Ever since he was a small child, Animal has gone on all fours, his back twisted beyond repair by the catastrophic events of "that night" when, courtesy of an American chemical corporation, the Apocalypse visited his slums. Now not quite 20, he lives a hand-to-mouth existence with his dog Jara and a crazy old nun called Ma Franci, and spends his nights fantasising about Nisha, the daughter of a local musician. Their lives, irreversibly changed by "that night", reach a new crisis when a young American doctor called Elli Barber arrives in Khaufpur. Elli has come to open a free clinic for the still suffering townsfolk, but instead finds herself struggling to convince them that she isn't there to do the dirty work of the "kampani". ~ from the blurb

Based around the Bhopal disaster, this is another coming of age story with some rather compelling characters.  I found it a bit confusing in places trying to read between the lines of what was actually happening in reality and in the narrator's mind.  Quite good.
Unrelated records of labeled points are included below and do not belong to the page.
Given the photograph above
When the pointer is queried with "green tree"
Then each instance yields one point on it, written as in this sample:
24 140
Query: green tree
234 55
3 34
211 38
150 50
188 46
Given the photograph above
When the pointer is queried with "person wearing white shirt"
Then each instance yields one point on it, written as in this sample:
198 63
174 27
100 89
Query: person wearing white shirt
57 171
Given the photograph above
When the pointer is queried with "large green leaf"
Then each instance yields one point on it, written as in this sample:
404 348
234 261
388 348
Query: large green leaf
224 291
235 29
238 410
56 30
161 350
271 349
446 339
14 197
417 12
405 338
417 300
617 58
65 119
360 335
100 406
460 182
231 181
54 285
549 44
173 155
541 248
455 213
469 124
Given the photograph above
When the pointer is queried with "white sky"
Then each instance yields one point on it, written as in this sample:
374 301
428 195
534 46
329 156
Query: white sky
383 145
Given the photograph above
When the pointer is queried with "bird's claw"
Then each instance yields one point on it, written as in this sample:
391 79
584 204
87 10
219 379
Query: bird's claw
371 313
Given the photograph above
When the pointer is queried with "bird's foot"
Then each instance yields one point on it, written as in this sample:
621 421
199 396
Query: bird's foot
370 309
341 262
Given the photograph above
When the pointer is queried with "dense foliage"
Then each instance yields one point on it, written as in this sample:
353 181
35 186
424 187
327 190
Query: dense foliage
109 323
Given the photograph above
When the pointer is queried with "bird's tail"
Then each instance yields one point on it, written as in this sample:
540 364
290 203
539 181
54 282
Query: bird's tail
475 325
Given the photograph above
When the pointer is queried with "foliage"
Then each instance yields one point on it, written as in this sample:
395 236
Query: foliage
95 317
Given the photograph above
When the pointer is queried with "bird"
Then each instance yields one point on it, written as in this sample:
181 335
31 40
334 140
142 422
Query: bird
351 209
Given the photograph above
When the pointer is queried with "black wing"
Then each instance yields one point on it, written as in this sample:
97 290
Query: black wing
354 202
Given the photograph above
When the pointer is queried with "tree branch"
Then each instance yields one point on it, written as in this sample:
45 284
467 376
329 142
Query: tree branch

 Lone Creek : a novel / Neil McMahon.
After a failed career and marriage in California, Hugh Davoren is back in Helena, Montana, as a construction hand at the old Pettyjohn Ranch, home of many childhood memories—including the seemingly accidental death of his teenaged first love, Celia. Hugh is just trying to get through another long workday on the ranch when he discovers two dead stallions. A further probe into the matter only pushes Hugh into dangerous corners, as he finds that the ranch's slick new owner, his beautiful wife, and even old Mr. Pettyjohn have terrible secrets to keep.~ from the blurb

A decent crime novel with some interesting twisty relationships.


The English patient : a novel / Michael Ondaatje.
Three individuals--nurse Hana, thief Caravaggio, and Kip--are brought together in an abandoned Italian villa at the end of World War II by a nameless and hideously burned English patient. ~ from the blurb 

I have to admit I didn't completely finish this one.  It all got too waffly for me.